|Rektascenzija||12 : 56.7 (u:m)
|Deklinacija||+21 : 41 (sto:m)
|Razdalja||12000 (*1000 sv.l.)
|Vizual. magnituda||8.5 (mag)
|Zorni kot||9.3x5.4 (loc min)
M64 is the famous Black Eye galaxy, sometimes also called the ``Sleeping Beauty galaxy". The conspicuous dark structure is a prominent dust feature obscuring the stars behind.
J.D. Wray, in his Color Atlas of Galaxies, points out that M64 may be taken as prototype for a class of galaxies called "ESWAG", for Evolved Second Wave (star forming) Activity Galaxy. As becomes evident in color photos, the main spiral pattern is consisted of an intermediate aged stellar population. Stellar formation has first evolved outside following the density gradient, forming stars as long as there was sufficient interstellar matter available, and then dying out slowly.

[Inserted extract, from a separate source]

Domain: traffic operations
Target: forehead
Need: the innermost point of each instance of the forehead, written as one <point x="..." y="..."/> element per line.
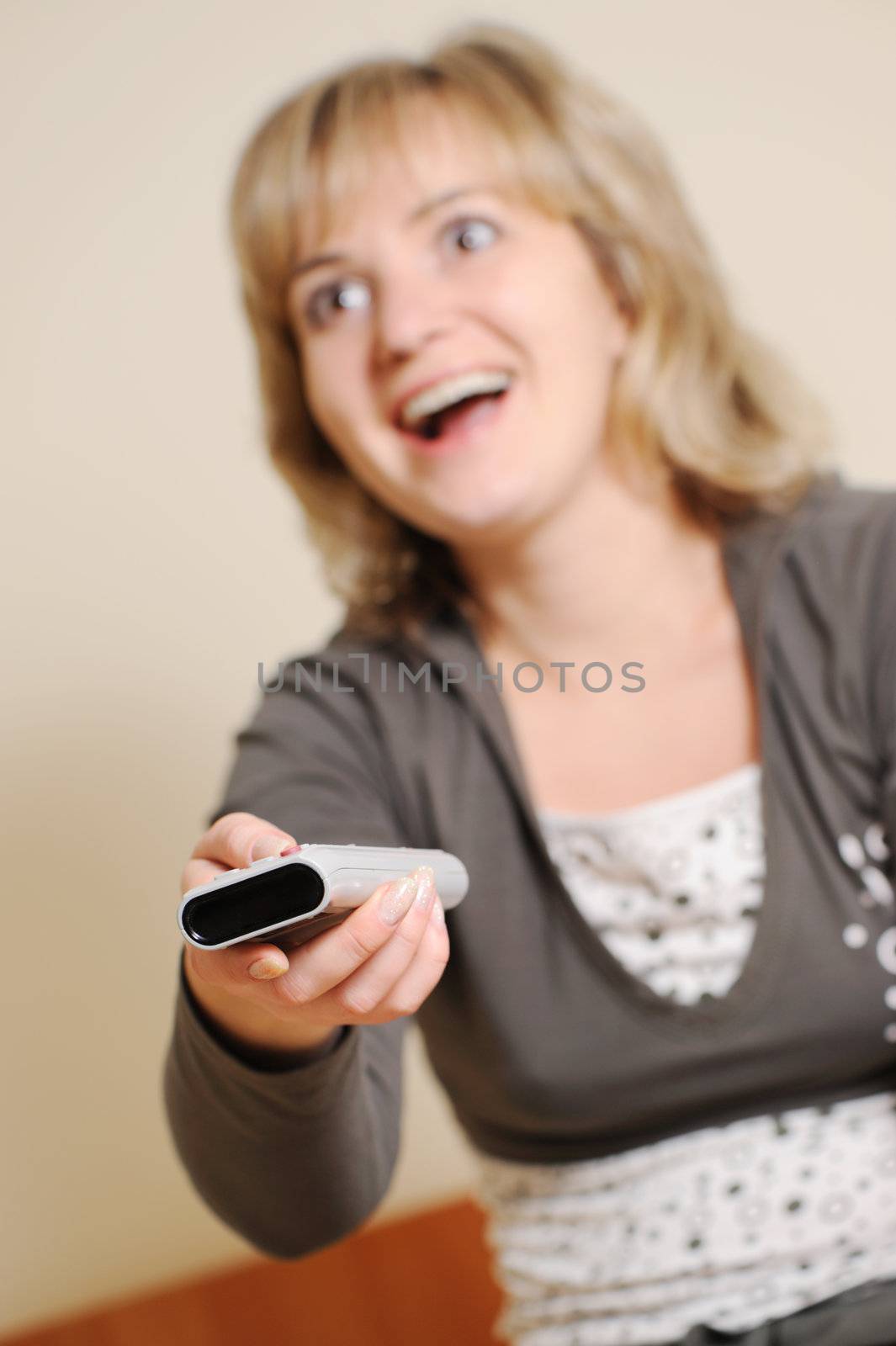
<point x="395" y="162"/>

As the matter was flowing back from the evolved stars, by stellar wind, supernovae, and planetary nebula activity, more and more interstellar matter could accumulate again, so that finally there was enough matter to start the formation of new young stars again. This second wave of star formation has apparently reached now the region where the dark dust lane appears.
The dust feature is well visible even in smaller telescopes. M64 was recently shown to have two counterrotating systems of stars and gas in its disk: The inner part of about 3,000 light years radius is rubbing along the inner edge of the outer disk, which rotates opposite and extends up to at least 40,000 light years, at about 300 km/sec. This rubbing process is probably the reason for the observed vigorous star formation process, which is currently under way, and can be observed as the blue knots imbedded in the peculiar dust lane on one side of the nucleus. It is speculated that this peculiar disk and dust lane may be caused by material from a former companion which has been accreted but has yet to settle into the mean orbital plane of the disk.
The distance of this galaxy seems to be not very well determined. Kenneth Glyn Jones and Mallas/Kreimer give about 12, Tully's Nearby Galaxies Catalog 14 million light years, while Burnham has "20-25" million, and quotes Holmberg with 44 million light years (oddly, this latest value also occurs in Kenneth Glyn Jones' Introduction, p. 7 in the second edition). The radial velocity of 377 km/sec in recession would yield about 16 million light years (H0=75), but this is certainly very inacurate, as the direction to this galaxy is close to the Virgo cluster, so that a considerable deviation from the Hubble law must be taken into account. That the distance is not yet better known is a bit strange, as Cepheid variables in this galaxy should be in the reach of current telescopes, perhaps even the largest Earth-bound ones.
No supernovae have been recorded in this galaxy up to now. It seems that also no Cepheids have, otherwise its distance would be known better.